Pourquoi doit-il comparaître ? Tout remonte à ses débuts Place Vendôme, en juin 2020, lorsque le président de la République le nomme à la Chancellerie. Éric Dupond-Moretti lance trois enquêtes administratives à l’encontre de trois magistrats anti-corruption. Jusqu’ici, aucun problème ; seulement, les trois magistrats ont ceci en commun d’avoir eu affaire à l’avocat Dupond-Moretti, et non au ministre. On note des différends professionnels et personnels avec lesdits magistrats, ce qui pose un problème. Deux d’entre eux avaient épluché ses relevés téléphoniques dans l’affaire « Paul Bismuth » des comptes de campagne de Nicolas Sarkozy. L’autre est un juge d’instruction détaché à Monaco, qui avait mis en examen l’un de ses clients. Question se pose alors de savoir si ces enquêtes ont été initiées dans le but de se « venger » de ces magistrats. Si c’est avéré, cela poserait un lourd problème d’interférence de l’exécutif dans le pouvoir judiciaire. Mais nul besoin de s’alarmer ou de tirer quelques conclusions hâtives, l’instruction est toujours en cours et Dupond-Moretti présumé innocent.

 

Dans l’idée, purement hypothétique, d’un non-lieu, d’une relaxe ou d’un acquittement, un autre problème vient entacher le tableau : celui de la mise en examen. En effet, Éric Dupond-Moretti avait d’ores et déjà été mis en examen en juillet 2021, à la suite du dépôt de plainte de deux magistrats et de l’association anti-corruption AntiCor. Vous voyez où je veux en venir ? Retour en 1999. Dominique Strauss-Kahn, alors ministre de l’Économie, présente sa démission au Président de la République pour sa mise en examen dans l’affaire de la Mutuelle nationale des étudiants (MNEF) pour « faux et usage de faux ». Depuis, c’est une coutume, lorsqu’un ministre est mis en examen, il démissionne. Et qui de mieux qu’Édouard Philippe et qu’Emmanuel Macron pour le marteler ? M. Philippe affirmait ne voir « aucune raison de changer de règle » en 2017, et M. Macron d’ajouter pendant sa campagne de 2017 : qu’« un ministre doit quitter le gouvernement s’il est mis en examen, […] les privilèges n’ont que trop duré, nous voulons les mêmes règles pour tous. Nous voulons des dirigeants responsables, exemplaires, qui rendent des comptes ». Vous me répondrez que je suis de mauvaise foi, que cette règle n’est pas dans la Constitution, que c’est seulement une tradition… Je vous répondrai qu’une fois n’est pas coutume, mais que la coutume se respecte.

 

Là se pose notre dernier problème. Lorsque M. Dupond-Moretti comparaîtra devant la Cour de Justice de la République, il fera face au procureur général près la Cour de cassation, son accusateur principal. Vous allez grincer des dents. Le procureur général n’est autre que François Molins, qui prendra sa retraite en juin 2023. Qui est chargé de nommer son successeur ? Oui, le garde des Sceaux. Il sera donc en mesure de nommer son accusateur principal. Le porte-parole répond qu’Élisabeth Borne nommera le procureur général, mais rien de certain pour le moment.

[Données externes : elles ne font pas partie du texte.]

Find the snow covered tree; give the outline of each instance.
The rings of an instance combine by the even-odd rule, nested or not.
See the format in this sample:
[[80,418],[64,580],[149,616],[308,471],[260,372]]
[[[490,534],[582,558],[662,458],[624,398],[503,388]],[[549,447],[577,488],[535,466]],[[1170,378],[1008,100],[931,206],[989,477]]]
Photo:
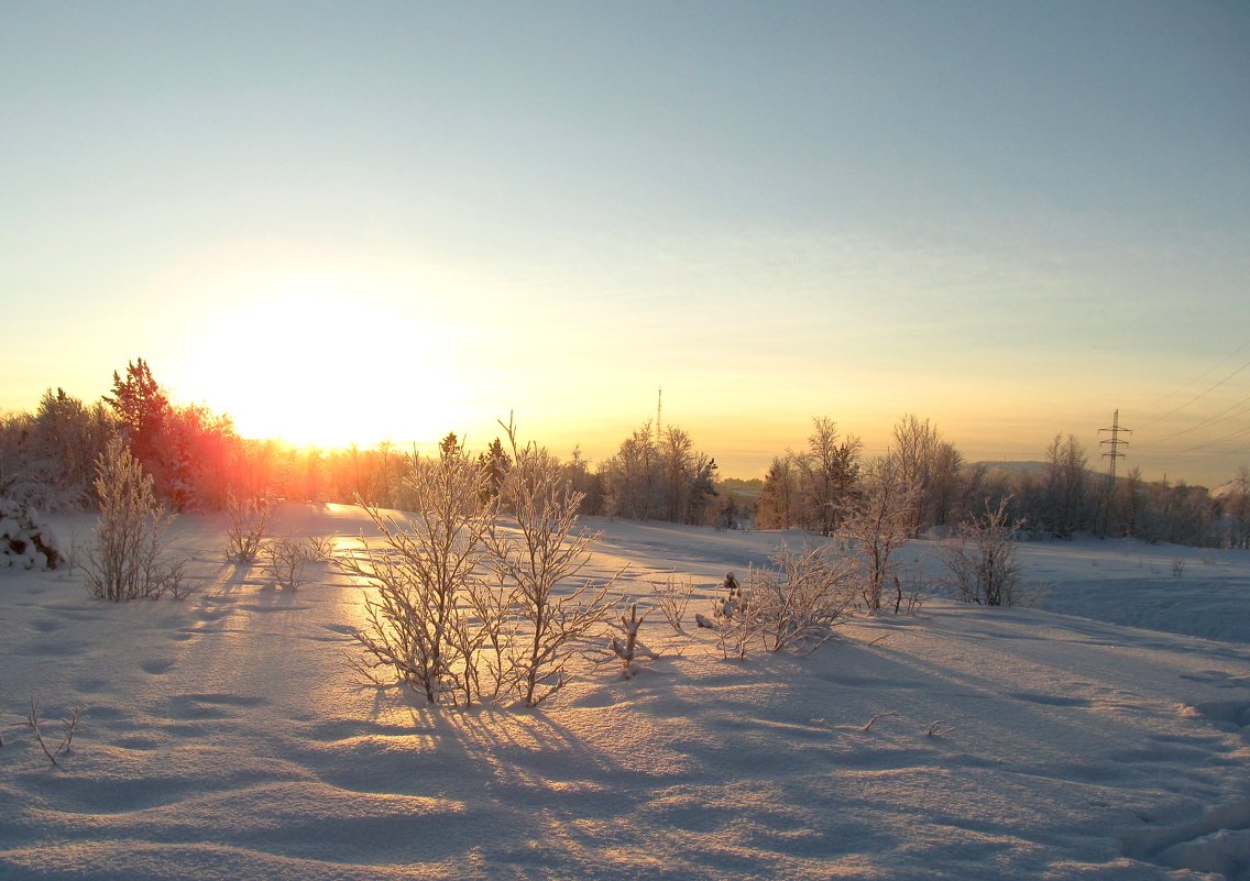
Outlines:
[[998,507],[986,504],[985,514],[965,520],[942,551],[942,562],[965,602],[1015,606],[1026,599],[1015,557],[1021,524],[1011,519],[1008,502],[1002,499]]
[[104,401],[118,414],[131,454],[152,471],[170,404],[148,362],[141,357],[128,361],[125,379],[114,370],[112,395]]
[[114,602],[178,596],[182,562],[162,559],[175,515],[158,504],[151,475],[120,437],[109,441],[96,471],[100,516],[84,567],[92,596]]
[[646,422],[621,441],[614,456],[604,461],[606,514],[629,520],[654,520],[662,515],[662,472],[651,424]]
[[789,529],[794,526],[799,512],[799,472],[794,455],[774,456],[764,487],[760,491],[760,504],[756,524],[760,529]]
[[828,416],[811,420],[808,454],[799,457],[802,472],[804,520],[812,531],[832,535],[842,506],[855,486],[864,444],[855,435],[842,437]]
[[878,459],[865,469],[860,496],[848,506],[838,529],[860,561],[860,595],[869,611],[881,610],[885,586],[895,577],[895,552],[911,537],[916,495],[898,460]]
[[365,599],[368,625],[354,634],[371,656],[360,669],[380,684],[384,672],[394,675],[431,706],[471,704],[479,682],[462,601],[480,579],[496,509],[484,501],[485,472],[458,444],[445,445],[436,460],[414,456],[405,484],[405,521],[360,501],[385,549],[365,546],[340,564],[378,589]]
[[581,496],[560,462],[536,444],[521,446],[516,426],[504,426],[512,469],[500,497],[516,519],[515,531],[492,522],[488,534],[491,564],[515,590],[522,630],[514,665],[526,706],[556,694],[569,679],[569,662],[605,629],[614,607],[606,584],[581,581],[596,534],[578,530]]
[[1071,539],[1089,526],[1085,447],[1075,435],[1055,435],[1046,447],[1045,525],[1060,539]]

Jusqu’ici, les avocats de M. Dupond-Moretti annoncent vouloir faire un pourvoi en cassation. Avec la majorité présidentielle, ils plaident la présomption d’innocence. Maintenu en poste, sa démission « n’est pas à l’ordre du jour » dit le garde des Sceaux. Interpellé par Jean Pierre Sueur, sénateur socialiste, demandant à la Première ministre de s’expliquer sur la situation devant le Sénat, le ministre de la Justice a répondu : « Élisabeth Guigou (ancienne ministre de la Justice et députée socialiste) a été chargée d’un travail sur la présomption d’innocence. L’impératif m’est interdit, naturellement, lorsque je m’adresse à vous, mais je vous invite à le lire. » Affaire à suivre, donc.